Des acteurs nouveaux émergent dans le champ de la santé au travail, avec un profil start-up. Alors que Padoa concentre son action sur les clients SSTI, Domplus propose des solutions autant aux assureurs, aux coutiers qu’aux entreprises, en se présentant comme un tiers de confiance permettant l’accompagnement à la prévention ou la mise en œuvre d’un réseau d’experts psycho-médicaux. De même, La Valériane propose aux entreprises des solutions adaptées à chaque type de risque, pour un coût d’environ 20 € / an / salarié par exemple en ce qui concerne la plateforme dédiée au stress, du diagnostic aux solutions d’améliorations. Des partenariats sont en train de naître entre ces deux types d’acteurs, comme entre Goalmap et CNP. Cette collaboration doit permettre de d’explorer les différents business model possibles.
Les innovations dans le secteur devront enfin répondre aux besoins de nouveaux publics, à l’image des indépendants, que le rapport Lecocq propose d’intégrer. En effet, l’état de santé des chefs entreprises a un impact sur ses employés.
Un défi : instaurer une culture du retour sur investissement
Dans ce défi, le rôle des données sera clé : elles permettront de mieux connaître l’état de santé au travail des salariés sur le temps long, en construisant des cohortes cohérentes. Il devient essentiel de mesurer l’impact des actions menées, en posant des indicateurs et en chiffrant le maintien en emploi et ainsi l’effet sur les comptes sociaux. Cette révolution de la donnée devra passer par une standardisation et une évolution des process vers la digitalisation, ainsi que par le décloisonnement entre le Dossier Médical Personnel et le Dossier Médical de la Santé au Travail.
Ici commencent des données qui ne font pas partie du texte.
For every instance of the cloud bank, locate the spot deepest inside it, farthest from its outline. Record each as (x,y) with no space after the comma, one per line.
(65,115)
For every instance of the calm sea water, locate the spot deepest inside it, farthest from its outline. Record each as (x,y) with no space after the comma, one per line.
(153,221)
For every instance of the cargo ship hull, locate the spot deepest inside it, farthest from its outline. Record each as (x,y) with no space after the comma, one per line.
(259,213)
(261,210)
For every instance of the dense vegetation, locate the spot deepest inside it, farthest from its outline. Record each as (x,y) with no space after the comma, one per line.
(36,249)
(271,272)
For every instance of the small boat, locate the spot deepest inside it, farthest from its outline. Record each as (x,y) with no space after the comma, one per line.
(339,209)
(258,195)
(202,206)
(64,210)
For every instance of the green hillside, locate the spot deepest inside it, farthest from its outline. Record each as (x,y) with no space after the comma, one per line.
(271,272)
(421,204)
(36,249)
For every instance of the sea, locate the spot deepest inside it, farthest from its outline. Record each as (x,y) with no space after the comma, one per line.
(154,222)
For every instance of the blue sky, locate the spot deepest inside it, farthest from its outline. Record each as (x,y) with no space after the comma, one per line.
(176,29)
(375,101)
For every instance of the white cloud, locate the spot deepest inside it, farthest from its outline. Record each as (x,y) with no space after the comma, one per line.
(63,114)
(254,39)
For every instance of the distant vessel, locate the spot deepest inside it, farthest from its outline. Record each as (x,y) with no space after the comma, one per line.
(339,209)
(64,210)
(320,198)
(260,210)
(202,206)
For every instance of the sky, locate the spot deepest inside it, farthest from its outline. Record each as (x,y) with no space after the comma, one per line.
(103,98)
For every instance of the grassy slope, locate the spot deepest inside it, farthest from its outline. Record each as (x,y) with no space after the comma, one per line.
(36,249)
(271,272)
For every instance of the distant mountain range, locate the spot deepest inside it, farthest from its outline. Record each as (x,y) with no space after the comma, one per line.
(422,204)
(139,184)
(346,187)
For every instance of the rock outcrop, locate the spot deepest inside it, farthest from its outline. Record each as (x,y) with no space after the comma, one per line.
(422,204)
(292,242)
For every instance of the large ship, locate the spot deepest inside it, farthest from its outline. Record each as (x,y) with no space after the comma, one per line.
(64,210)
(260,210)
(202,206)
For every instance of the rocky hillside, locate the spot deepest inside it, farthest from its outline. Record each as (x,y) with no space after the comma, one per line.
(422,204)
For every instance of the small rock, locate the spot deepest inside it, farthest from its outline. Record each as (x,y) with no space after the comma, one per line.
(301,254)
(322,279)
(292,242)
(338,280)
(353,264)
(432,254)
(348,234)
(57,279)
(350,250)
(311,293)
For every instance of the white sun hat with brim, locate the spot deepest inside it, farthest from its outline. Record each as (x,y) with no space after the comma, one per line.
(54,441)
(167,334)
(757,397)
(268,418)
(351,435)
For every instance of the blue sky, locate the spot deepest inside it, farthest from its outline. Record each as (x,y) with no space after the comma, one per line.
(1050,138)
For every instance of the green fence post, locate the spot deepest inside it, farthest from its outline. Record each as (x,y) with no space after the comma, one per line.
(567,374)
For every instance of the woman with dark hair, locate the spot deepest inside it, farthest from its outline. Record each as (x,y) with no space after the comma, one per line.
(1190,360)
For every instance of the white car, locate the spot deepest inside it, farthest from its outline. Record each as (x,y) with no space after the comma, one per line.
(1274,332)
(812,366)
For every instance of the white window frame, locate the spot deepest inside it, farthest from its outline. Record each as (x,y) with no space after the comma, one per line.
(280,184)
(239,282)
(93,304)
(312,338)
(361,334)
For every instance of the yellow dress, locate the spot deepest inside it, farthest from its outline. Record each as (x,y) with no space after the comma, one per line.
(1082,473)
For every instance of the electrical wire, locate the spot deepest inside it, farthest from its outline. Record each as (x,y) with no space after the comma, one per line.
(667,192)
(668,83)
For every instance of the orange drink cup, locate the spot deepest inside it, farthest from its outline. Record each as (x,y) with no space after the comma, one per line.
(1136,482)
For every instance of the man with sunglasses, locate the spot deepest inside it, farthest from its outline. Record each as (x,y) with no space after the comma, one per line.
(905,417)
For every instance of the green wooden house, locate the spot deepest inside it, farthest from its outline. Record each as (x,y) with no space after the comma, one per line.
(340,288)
Enfin, Martial Brun a souligné le rôle que devait prendre l’Etat dans ce domaine, en partageant des objectifs mesurables en termes de performance à l’ensemble des acteurs du secteur, afin de dresser une cartographie efficace à l’aide des data dorénavant disponibles.
Certains acteurs, à l’image du SEST d’Issy-les-Moulineaux, ont déjà mis en œuvre des dispositifs visant à la mesure de l’efficacité des investissements, en proposant une cotisation construite contractuellement sur une base fixe peu élevée, avec un bonus fixé en fonction de l’atteinte d’objectifs comme la baisse des arrêts maladie, des accidents du travail ou du turnover au sein de l’entreprise. De même, AG2R La Mondiale a développé la bonne pratique de ne lancer une action en faveur de la santé au travail que si son effectivité pouvait être véritablement mesurée, en s’entourant notamment d’experts de chaque branche.
Cette perspective pensée autour de la performance permettra à terme également d’impliquer plus fortement les entreprises, si l’on parvient clairement à faire le lien entre la santé dans l’entreprise, la performance et l’attractivité de celle-ci.